His thick lips parted, his eyelids flickered, his light brown complexion darkened slightly as if from repressed excitement, his black pupils contracted making the pale green irises seem dilated; but I don't think it was the shape of his face, the wide and easily knitted forehead, the lean cheeks, the dimpled chin and disproportionately small, almost pointed, perhaps still undeveloped nose, that made the most profound and most painfully beautiful impression on me; it was the coloring: in the green of his eyes, beaming out of the savagely sensual brown of his skin, there was something abstractly ethereal, clamoring for heights, while his chapped red lips and the unmanageably curly mass of his black hair were pulling me down into dark depths; the animal boldness of his glance made me recall our intimate moments together when, lost in each other's looks, which always suggested open hostility as well as hidden love, we could accurately sense that our mutual attraction was based simply on uncontrollable curiosity, which was only an illusion of something, though strong enough to draw us close, bind us together, deeper than any so-called dangerous inclination could ever be because it was undirected, insatiable; yet the synchronized narrowing of our pupils and harmoniously dilating irises surely disclosed something in our eyes that made palpably clear that our supposed intimacy had been a sham and that in reality we were irreconcilably different.

Looking into his eyes I seemed to see not another person but two terrifying magic balls.

This time, however, we couldn't hold each other's gaze for long; though neither of us tried to avoid the other or look away, I saw the change: his eyes lost their inherently brilliant openness, they filled with purpose and motive, and their surface became dimmer, glazed over; they took cover.

"I must ask you," he said quietly but sharply, and he stepped closer to keep me from interrupting him again and roughly gripped my arm, "I must ask you not to report me to the principal, or if you already have, go and try to take it back."

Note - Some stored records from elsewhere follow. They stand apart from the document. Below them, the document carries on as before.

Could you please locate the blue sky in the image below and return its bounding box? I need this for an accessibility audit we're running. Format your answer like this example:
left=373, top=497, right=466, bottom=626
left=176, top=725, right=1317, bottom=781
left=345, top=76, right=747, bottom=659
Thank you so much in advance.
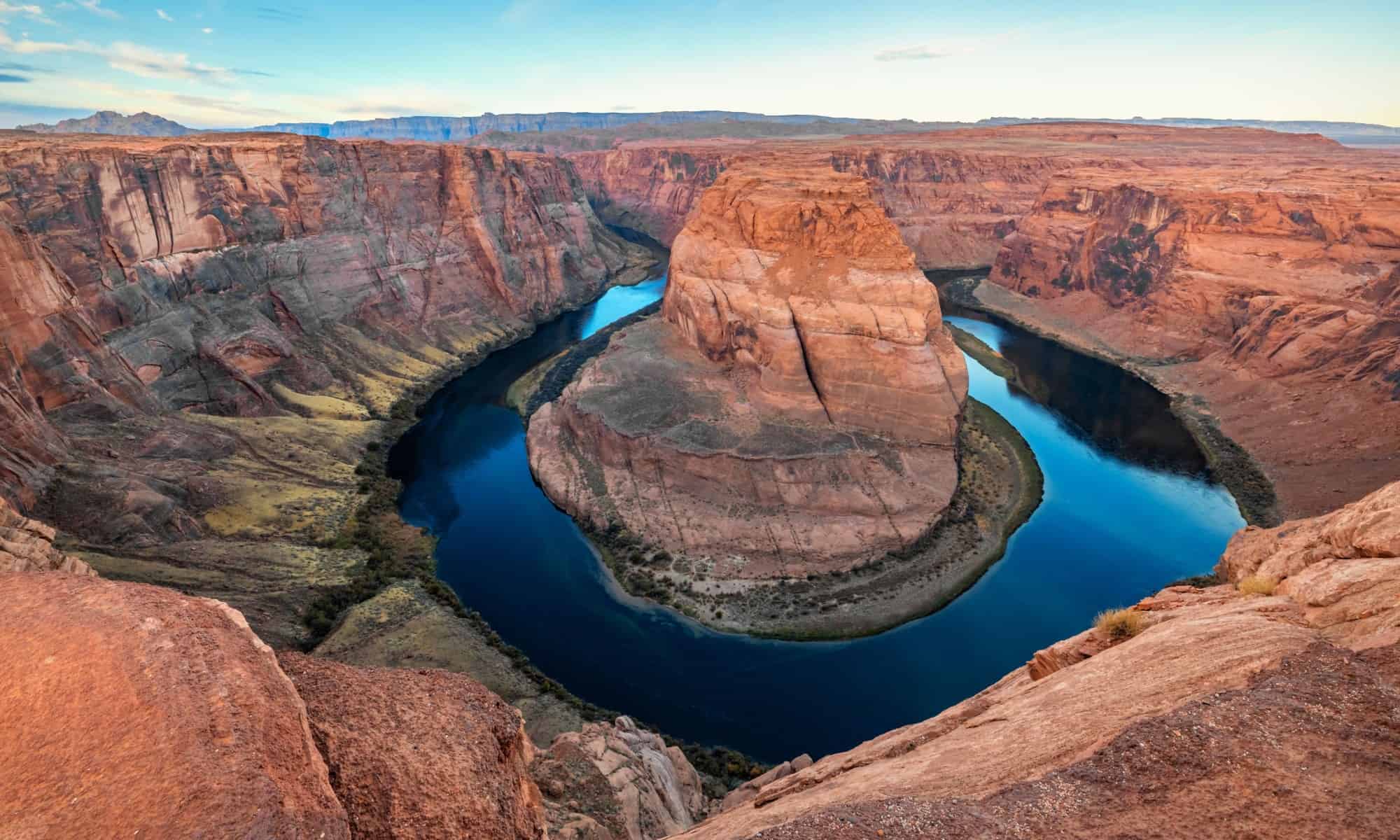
left=0, top=0, right=1400, bottom=127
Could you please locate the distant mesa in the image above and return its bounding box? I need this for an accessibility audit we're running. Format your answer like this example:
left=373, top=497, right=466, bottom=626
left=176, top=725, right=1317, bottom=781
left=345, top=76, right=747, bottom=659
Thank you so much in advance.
left=17, top=111, right=200, bottom=137
left=17, top=111, right=1400, bottom=146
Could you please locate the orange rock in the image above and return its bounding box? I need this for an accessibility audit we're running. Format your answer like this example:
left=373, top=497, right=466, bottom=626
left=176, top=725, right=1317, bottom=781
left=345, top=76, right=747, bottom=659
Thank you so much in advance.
left=281, top=652, right=545, bottom=840
left=528, top=162, right=967, bottom=580
left=0, top=573, right=350, bottom=840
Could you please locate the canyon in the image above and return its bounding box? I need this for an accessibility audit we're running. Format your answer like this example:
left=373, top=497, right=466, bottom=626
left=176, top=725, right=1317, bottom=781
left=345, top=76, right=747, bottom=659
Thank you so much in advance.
left=528, top=160, right=1053, bottom=637
left=567, top=123, right=1400, bottom=524
left=0, top=123, right=1400, bottom=840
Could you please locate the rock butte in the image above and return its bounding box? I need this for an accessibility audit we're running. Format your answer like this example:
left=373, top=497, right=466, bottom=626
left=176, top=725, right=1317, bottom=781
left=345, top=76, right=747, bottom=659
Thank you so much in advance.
left=0, top=125, right=1400, bottom=840
left=528, top=162, right=967, bottom=578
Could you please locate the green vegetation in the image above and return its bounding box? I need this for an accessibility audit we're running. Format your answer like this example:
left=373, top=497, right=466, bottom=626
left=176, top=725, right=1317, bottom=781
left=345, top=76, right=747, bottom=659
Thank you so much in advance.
left=1093, top=608, right=1147, bottom=641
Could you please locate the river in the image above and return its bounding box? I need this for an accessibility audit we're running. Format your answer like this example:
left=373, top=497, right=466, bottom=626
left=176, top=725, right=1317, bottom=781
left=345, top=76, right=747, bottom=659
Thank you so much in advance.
left=389, top=277, right=1243, bottom=762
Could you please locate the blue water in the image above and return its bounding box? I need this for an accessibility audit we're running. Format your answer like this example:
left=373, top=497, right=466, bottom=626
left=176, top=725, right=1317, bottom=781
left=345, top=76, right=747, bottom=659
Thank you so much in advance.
left=391, top=279, right=1243, bottom=760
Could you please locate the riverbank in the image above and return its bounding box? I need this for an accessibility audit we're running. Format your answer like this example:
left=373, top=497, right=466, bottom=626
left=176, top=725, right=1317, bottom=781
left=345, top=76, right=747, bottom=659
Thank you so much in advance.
left=935, top=272, right=1281, bottom=528
left=511, top=325, right=1043, bottom=640
left=585, top=398, right=1044, bottom=641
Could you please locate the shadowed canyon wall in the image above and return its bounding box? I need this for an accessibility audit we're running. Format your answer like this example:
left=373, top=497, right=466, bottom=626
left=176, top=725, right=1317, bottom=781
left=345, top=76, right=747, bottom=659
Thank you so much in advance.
left=529, top=160, right=967, bottom=578
left=570, top=123, right=1400, bottom=515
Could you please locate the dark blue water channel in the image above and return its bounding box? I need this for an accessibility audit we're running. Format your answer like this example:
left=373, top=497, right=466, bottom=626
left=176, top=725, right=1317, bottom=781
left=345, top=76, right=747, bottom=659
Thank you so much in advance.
left=391, top=279, right=1243, bottom=760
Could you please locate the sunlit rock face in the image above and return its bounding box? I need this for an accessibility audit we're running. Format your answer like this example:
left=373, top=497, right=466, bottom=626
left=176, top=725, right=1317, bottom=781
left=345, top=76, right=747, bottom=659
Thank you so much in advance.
left=529, top=160, right=967, bottom=578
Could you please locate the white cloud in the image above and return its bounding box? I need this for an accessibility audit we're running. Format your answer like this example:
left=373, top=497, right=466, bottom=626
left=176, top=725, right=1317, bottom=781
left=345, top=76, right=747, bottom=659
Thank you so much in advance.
left=875, top=46, right=948, bottom=62
left=63, top=0, right=122, bottom=20
left=0, top=0, right=53, bottom=24
left=0, top=29, right=237, bottom=84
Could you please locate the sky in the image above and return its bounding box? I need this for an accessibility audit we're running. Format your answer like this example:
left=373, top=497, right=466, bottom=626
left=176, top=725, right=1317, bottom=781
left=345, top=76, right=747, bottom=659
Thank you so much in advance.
left=0, top=0, right=1400, bottom=127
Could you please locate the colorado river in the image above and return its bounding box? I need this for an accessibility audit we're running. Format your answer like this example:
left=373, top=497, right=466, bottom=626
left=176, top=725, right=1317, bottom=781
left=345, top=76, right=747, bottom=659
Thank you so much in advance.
left=389, top=277, right=1243, bottom=762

He kept biting his lips, pulling my arm, and blinking his eyes, and his voice lost its self-confident soft depth; he was thrusting out his words as if he wanted not even the air that carried them to touch his lips, wanted to expel these hated sounds, had to feel he had done all he could, although he must have had as little faith in the effectiveness of his own words as he did in my amenability, and for this reason alone I don't think he was very interested in my answer; besides, he didn't make it clear how he thought the report was to be taken back, so I think he knew all along he was treading on slippery ground; he was looking at me, but it may have been too much of an effort to make his voice sound so thin and humble, and it's very likely he didn't even see my face: in his eyes I must have been a mere blot, dissolving in its own vagueness.